Only once I had to see a design document, where all typography was painted in detail: colors, fonts, sizes, line-height; and did not have to wave the ruler in Photoshop.

Life forced us to prepare a set of class-tools for simplifying and speeding up the layout, and more precisely for drawing a grid, and something else.

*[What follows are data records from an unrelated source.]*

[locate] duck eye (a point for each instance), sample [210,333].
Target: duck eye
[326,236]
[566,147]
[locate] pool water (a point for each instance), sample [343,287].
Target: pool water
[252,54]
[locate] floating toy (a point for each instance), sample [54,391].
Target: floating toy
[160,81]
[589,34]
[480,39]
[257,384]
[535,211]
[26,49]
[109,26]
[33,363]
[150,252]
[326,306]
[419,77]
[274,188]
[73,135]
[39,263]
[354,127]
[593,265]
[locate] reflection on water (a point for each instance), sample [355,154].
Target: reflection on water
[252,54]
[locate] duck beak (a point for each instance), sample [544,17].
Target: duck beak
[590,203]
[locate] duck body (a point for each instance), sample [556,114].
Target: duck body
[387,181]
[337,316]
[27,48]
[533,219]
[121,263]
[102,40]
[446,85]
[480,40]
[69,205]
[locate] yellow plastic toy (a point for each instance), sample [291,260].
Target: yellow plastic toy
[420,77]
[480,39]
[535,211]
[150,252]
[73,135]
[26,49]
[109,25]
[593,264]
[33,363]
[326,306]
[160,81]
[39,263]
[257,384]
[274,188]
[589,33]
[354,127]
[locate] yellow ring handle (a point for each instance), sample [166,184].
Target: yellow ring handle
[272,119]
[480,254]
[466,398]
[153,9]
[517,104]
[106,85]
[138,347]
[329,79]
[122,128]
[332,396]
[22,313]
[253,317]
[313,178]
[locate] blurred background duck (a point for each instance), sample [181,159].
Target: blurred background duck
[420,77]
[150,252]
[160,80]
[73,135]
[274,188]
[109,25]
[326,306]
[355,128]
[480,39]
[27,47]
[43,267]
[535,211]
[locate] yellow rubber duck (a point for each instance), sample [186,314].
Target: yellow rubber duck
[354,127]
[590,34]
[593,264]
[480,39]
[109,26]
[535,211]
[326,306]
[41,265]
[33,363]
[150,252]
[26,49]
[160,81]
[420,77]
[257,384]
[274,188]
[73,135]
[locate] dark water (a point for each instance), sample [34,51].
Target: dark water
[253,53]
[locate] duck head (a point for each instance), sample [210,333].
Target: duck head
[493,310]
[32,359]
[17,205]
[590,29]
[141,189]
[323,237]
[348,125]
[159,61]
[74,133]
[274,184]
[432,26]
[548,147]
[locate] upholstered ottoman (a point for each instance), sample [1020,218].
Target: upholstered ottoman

More often it is necessary that the columns / blocks in the design have some proportions (33/33/33, 70/30, etc.), rather than a fixed size, the elements need to be “cleared”, hidden, orchestrated the text and align them yourself.

So, here it is:

.clear { clear:both; }
.clearfix:after { content: "."; display: block; clear: both; visibility: hidden; line-height: 0; height: 0; }
.clearfix { display: inline-block; }
html[xmlns] .clearfix { display: block; }
* html .clearfix { height: 1%; }

.left { float:left; }
.right { float:right; }
.hidden { display:none; }

.column { float: left; }
.col-25 { width: 25%; }
.col-50 { width: 50%; }
.col-30 { width: 30%; }
.col-33 { width: 33.3%; }
.col-66 { width: 66.6%; }
.col-70 { width: 70%; }
.col-75 { width: 75%; }
.col-100 { width: 100%; }

.tleft { text-align: left; }
.tright { text-align: right; }


or pastie.org/816484

Yes, nothing complicated at all (it seems to me), I copied half of the code from Blueprint. I usually call such an economy util.css, connect it and use it everywhere, sometimes taking help reset.css. Always come in handy.

This code departs from the ideology of semantic layout, in which I was so passionately in love at the dawn of a make-up career, came by-life and “the main thing to work”.